Emergency Downtime: Fri, Nov 21, 2008

Friday, November 21st, 2008

On Friday, November 21, 2008, we will have an emergency downtime from 12:00pm to 2:00pm EST (note time).

During this time we will be shutting down our infrastructure so that we can apply a software patch to the file server.

Our file server vendor has high confidence that they have identified the bug that is the root cause of our performance and connectivity problems. They have created a custom “patch” for us that removes the bug. Given the severity of the problem for our infrastructure and the confidence from the vendor that this will correct the problem, we have opted to apply the patch during business hours TODAY.

Update 12:50pm: We have applied the patch and our systems are back online.
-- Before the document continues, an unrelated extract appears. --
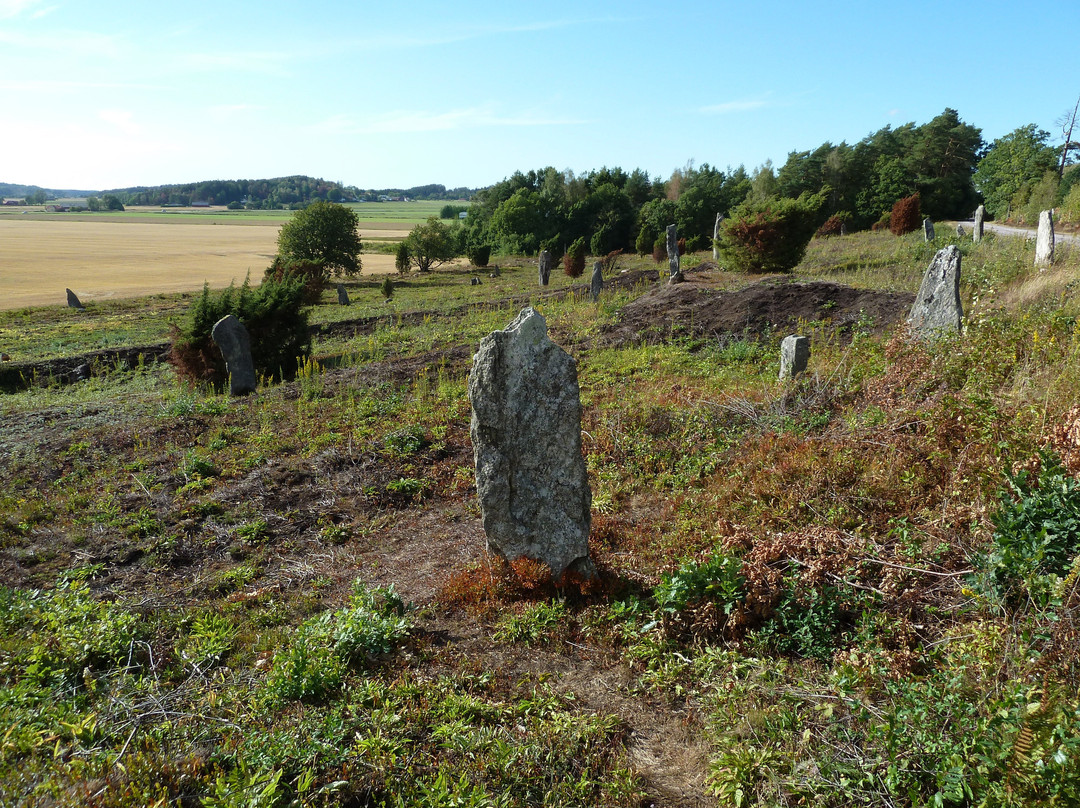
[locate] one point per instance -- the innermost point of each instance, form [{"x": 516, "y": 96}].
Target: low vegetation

Performance seems to be better; time will tell if the improvement is permanent. As always, please continue to report problems to csstaff.
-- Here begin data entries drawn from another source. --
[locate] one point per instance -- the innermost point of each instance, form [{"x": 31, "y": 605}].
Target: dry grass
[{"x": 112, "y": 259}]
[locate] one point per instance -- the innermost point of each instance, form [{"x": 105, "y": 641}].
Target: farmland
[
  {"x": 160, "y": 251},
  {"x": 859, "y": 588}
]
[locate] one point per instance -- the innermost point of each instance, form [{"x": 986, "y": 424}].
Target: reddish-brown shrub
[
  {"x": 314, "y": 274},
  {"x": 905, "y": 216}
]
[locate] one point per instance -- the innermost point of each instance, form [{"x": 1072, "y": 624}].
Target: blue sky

Emergency Downtime: Tue, Nov 18, 2008

Monday, November 17th, 2008

On Tuesday, November 18, 2008, we will have an emergency downtime from 4:00 AM to 8:00 AM EST.

During this time we will be applying vendor-recommended patches to our fileserver in order to address the recent performance and connectivity issues with the server.

Fileserver Problems

Sunday, November 16th, 2008

Our main department fileserver is having problems providing NFS (and probably SMB) service to the systems in the department. Impacted services include the main department web server (www.cs.princeton.edu), virtual web servers, the CS public unix machines (portal) and the c2 cluster. So far, e-mail appears to be working normally.

We have collected debugging information and sent it to the vendor for analysis. We are monitoring the situation and doing what we can to keep services up. Please send e-mail to csstaff if you have any new issues to report. We will update this space as we know more.

Emergency Downtime: Thu, Nov 6, 2008

Tuesday, November 4th, 2008

On Thursday, November 6, 2008, we will have an emergency downtime from 4:00am to 8:00am EST.

During this time we will be working on fixing the performance and connectivity problems with our file server.

Beginning tomorrow (November 5, 2008), our vendor will be providing an on-site engineer to help diagnose the problem and to help us with our plan-of-attack for Thursday’s early-morning downtime.

Emergency Downtime: Mon, Nov 3, 2008

Sunday, November 2nd, 2008

On Monday, November 3, 2008, we will have an emergency downtime from 3:00am to 9:00am EST (note time).

During this time we will be shutting down our infrastructure so that we can re-install the operating system on the file server.

We continue to have performance/connectivity problems with the file server. The vendor (who has been working the issue over the weekend) is suggesting that we do a fresh install of the OS so that we have clean slate. While we don’t know if this will correct the problems, our hope is that, at the very least, we will regain critical tracing capability that will then help us find and correct the problem.

Update 9:00am: Our systems are still down so that we can continue to debug the problem with our filesystem. We will bring our systems back online by 11:00am. Our hope is that we will have resolved the file server issue by then. However, in the event that we are unsuccessful, we will revert to our previous configuration/state that, while problematic, works more than 0% of the time.

Update 11:10am: We were not able to correct the problem with the file server and had to rollback to our previous state. We will announce another downtime soon.